Knowledge Graph RAG Query Engine

Graph RAG

Graph RAG is an Knowledge-enabled RAG approach to retrieve information from Knowledge Graph on given task. Typically, this is to build context based on entities' SubGraph related to the task.

Why Knowledge Graph RAG Query Engine

In Llama Index, there are two scenarios we could apply Graph RAG:

Build Knowledge Graph from documents with Llama Index, with LLM or even local models, to do this, we should go for KnowledgeGraphIndex.
Leveraging existing Knowledge Graph, in this case, we should use KnowledgeGraphRAGQueryEngine.

Note, the third query engine that's related to KG in Llama Index is NL2GraphQuery or Text2Cypher, for either exiting KG or not, it could be done with KnowledgeGraphQueryEngine.

Before we start the Knowledge Graph RAG QueryEngine demo, let's first get ready for basic preparation of Llama Index.

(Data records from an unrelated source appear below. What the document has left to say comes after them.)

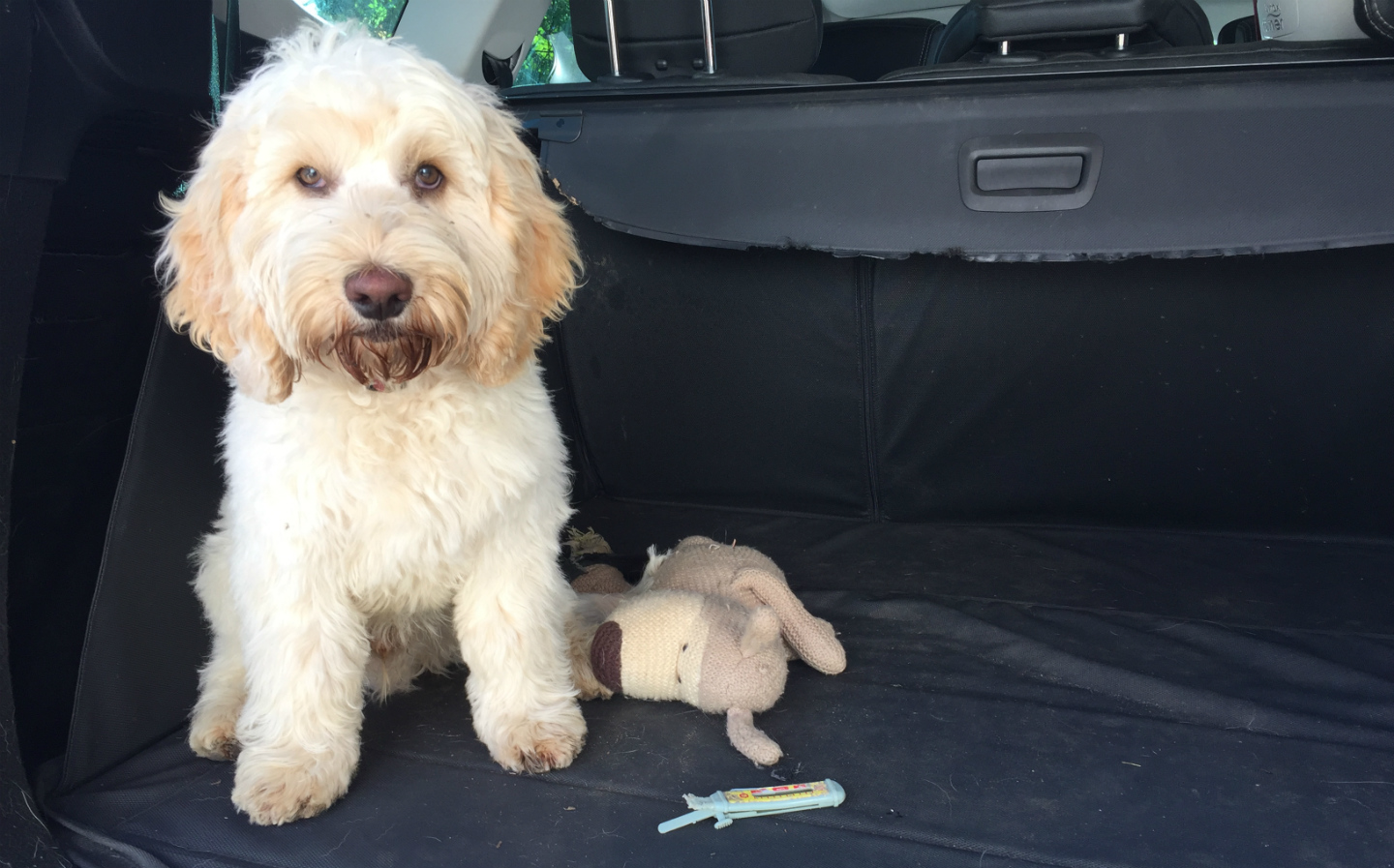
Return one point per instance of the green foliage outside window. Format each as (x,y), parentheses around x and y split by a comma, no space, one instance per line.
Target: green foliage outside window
(537,67)
(378,15)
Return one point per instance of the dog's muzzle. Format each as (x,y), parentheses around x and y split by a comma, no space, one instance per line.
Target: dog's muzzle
(377,293)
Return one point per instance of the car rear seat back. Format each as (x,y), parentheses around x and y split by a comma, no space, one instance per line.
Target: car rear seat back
(868,49)
(982,27)
(664,38)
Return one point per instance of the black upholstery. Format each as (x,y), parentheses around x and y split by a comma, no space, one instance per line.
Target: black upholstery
(1239,29)
(865,50)
(1131,680)
(1171,22)
(661,38)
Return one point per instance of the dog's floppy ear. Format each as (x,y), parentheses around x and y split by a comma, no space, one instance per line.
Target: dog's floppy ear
(201,294)
(544,251)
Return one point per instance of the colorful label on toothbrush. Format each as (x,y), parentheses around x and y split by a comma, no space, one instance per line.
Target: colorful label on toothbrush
(784,793)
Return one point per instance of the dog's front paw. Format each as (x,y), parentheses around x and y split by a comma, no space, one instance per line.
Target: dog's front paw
(214,735)
(288,786)
(542,743)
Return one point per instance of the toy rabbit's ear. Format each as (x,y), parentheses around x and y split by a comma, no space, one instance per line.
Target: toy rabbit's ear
(811,639)
(761,631)
(605,655)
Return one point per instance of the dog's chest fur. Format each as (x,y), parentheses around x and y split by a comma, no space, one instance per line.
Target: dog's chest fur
(393,492)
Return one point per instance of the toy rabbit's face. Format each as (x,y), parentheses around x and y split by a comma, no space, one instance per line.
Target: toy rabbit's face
(706,651)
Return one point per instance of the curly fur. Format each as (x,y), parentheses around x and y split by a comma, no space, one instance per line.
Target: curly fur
(395,491)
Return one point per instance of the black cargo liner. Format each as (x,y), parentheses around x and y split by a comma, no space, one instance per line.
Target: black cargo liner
(1106,542)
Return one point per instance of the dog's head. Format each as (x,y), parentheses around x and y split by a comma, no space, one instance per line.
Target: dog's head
(360,208)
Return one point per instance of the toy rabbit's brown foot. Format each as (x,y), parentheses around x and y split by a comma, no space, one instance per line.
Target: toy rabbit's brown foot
(759,747)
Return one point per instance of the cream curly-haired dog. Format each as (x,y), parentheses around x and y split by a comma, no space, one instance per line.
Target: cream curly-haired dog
(367,247)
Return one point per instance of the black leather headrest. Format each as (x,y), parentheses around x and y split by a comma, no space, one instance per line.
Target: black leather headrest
(1377,18)
(659,38)
(1175,22)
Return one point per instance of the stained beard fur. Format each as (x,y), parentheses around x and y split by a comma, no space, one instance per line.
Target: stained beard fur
(383,354)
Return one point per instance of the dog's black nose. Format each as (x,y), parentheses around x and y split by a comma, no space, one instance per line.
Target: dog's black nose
(378,293)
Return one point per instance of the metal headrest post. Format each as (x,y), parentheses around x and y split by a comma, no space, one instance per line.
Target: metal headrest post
(709,38)
(611,37)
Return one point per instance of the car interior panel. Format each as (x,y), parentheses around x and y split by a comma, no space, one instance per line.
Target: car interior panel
(1047,345)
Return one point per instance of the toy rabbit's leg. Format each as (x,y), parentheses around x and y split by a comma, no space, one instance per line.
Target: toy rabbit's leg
(759,747)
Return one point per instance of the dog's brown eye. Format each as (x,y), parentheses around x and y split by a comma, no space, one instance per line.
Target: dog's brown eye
(428,177)
(308,176)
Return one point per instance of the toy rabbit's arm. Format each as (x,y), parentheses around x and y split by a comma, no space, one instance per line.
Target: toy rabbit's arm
(810,637)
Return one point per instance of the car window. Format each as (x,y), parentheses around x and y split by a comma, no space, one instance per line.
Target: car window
(830,42)
(551,59)
(378,15)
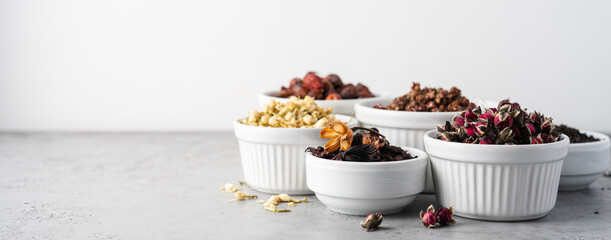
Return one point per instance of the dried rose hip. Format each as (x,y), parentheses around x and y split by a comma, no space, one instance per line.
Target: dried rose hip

If you're opening this Notebook on colab, you will probably need to install LlamaIndex 🦙.

python

%pip install llama-index-llms-azure-openai
%pip install llama-index-graph-stores-nebula
%pip install llama-index-llms-openai
%pip install llama-index-embeddings-azure-openai

python

!pip install llama-index

OpenAI

python

# For OpenAI

import os

os.environ["OPENAI_API_KEY"] = "sk-..."

import logging
import sys

logging.basicConfig(
    stream=sys.stdout, level=logging.INFO
)  # logging.DEBUG for more verbose output


# define LLM
from llama_index.llms.openai import OpenAI
from llama_index.core import Settings

Settings.llm = OpenAI(temperature=0, model="gpt-3.5-turbo")
Settings.chunk_size = 512

Azure

python

from llama_index.llms.azure_openai import AzureOpenAI
from llama_index.embeddings.azure_openai import AzureOpenAIEmbedding

# For Azure OpenAI
api_key = "<api-key>"
azure_endpoint = "https://<your-resource-name>.openai.azure.com/"
api_version = "2023-07-01-preview"

llm = AzureOpenAI(
    model="gpt-35-turbo-16k",
    deployment_name="my-custom-llm",
    api_key=api_key,
    azure_endpoint=azure_endpoint,
    api_version=api_version,
)

# You need to deploy your own embedding model as well as your own chat completion model
embed_model = AzureOpenAIEmbedding(
    model="text-embedding-ada-002",
    deployment_name="my-custom-embedding",
    api_key=api_key,
    azure_endpoint=azure_endpoint,
    api_version=api_version,
)

python

from llama_index.core import Settings

Settings.llm = llm
Settings.embed_model = embed_model
Settings.chunk_size = 512

Prepare for NebulaGraph

We take NebulaGraphStore as an example in this demo, thus before next step to perform Graph RAG on existing KG, let's ensure we have a running NebulaGraph with defined data schema.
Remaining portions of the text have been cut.